Monday, August 15, 2011

Bachmann Unmasked

Just reading what Michele Bachmann is like doesn't tell the complete story. Neither does just listening to her. To understand her appeal, you have to watch her as she responds to questions, because then you will realize that not only doesn't she answer the questions, she smirks and smiles her way through the interview. Just like George W. Bush did. He became president. So could she.

In the interview that I watched on television, she gave the same evasive answer to a question three times as the interviewer tried and tried again to get her to answer the question directly. When the interviewer gave up and moved on, she did the same thing to all of his following questions. To someone who wanted to know what she thought on the topics she was being questioned about, it would be a frustrating experience. She just wouldn't say. But to all the fundamentalists who already know what she believes, it didn't matter that she didn't answer. They know that the answer to every question can be found in the Bible, and that Bachmann reads the Bible the same way they do.

Bachman's approach was exactly the approach Bush used when he was running, right down to the smirks and smiles that signaled to his supporters that he and they really didn't care what the reporter asked or what the non-fundamentalist public wanted to know. Bush knew that the only people who mattered were fundamentalists, and that everyone else was ungodly and doomed anyway. The reporter was doing the devil's work, trying to bring Bush down and lead the people away from the Truth, so it was OK to lie to the reporter and evade his unholy questions.

Bush thought it was perfectly all-right to lie about Saddam Hussein and non-existent weapons of mass destruction because, in the big picture, heathens were undeserving of his respect – they didn't subscribe to his world view. Bachmann was doing a perfect imitation of Bush when she wouldn't explain her previous statements about homosexuals and about her Christian obligation to be submissive to her husband. She knew what she had said on other occasions, she knew that her fundamentalist voting base agreed with her, and she didn't give a damn whether her contradictory statements made sense to some humanistic secular reporter or not.

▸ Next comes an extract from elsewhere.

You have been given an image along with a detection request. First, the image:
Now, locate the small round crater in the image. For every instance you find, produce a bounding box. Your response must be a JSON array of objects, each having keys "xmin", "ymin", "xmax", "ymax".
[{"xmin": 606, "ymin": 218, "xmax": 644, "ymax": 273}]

I remember people dismissing Bush as an unelectable former drunk who did poorly in school and evaded his military obligation, failing his way through life on his family's fortunes. But all that was just human frailty to his supporters, unimportant to them once he told them he had been born again. He said he listened to a higher father, and they knew he was talking their language. Bachmann is doing the same thing.

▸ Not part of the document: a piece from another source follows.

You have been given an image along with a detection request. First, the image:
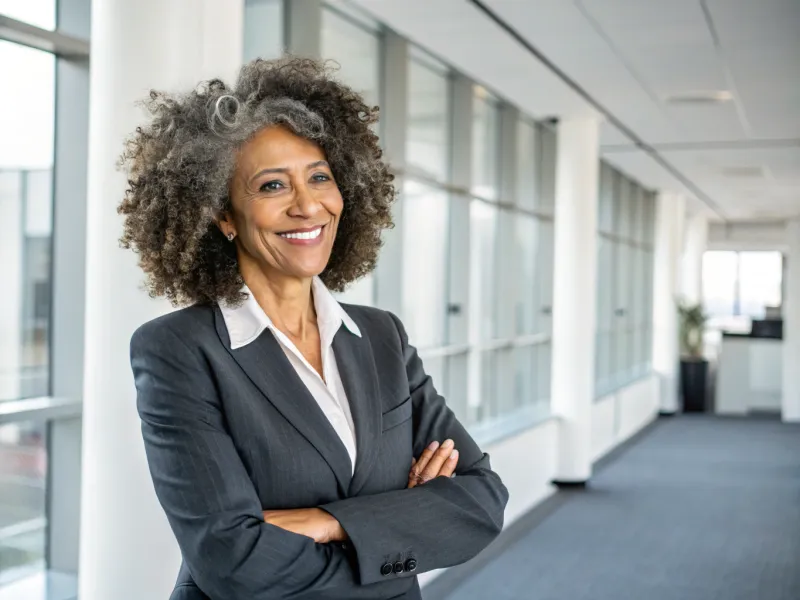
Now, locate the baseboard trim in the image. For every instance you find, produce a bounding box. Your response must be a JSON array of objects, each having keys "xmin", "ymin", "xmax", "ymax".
[{"xmin": 550, "ymin": 479, "xmax": 589, "ymax": 490}]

Will the Republicans nationwide elect Bachmann, having seen the mess Bush made of the government and the country? Of course they will! The reward they seek isn't of this world, so they don't care whether she'll screw it up or not. She knows the Way, so they'll vote for her, unless some other candidate demonstrates that he or she is even more zealous than she is. I suspect that is what the other Republican candidates will set about trying to do as the primary and caucus season progresses. The issue is no longer whether there should be a separation of Church and State. State no longer even matters.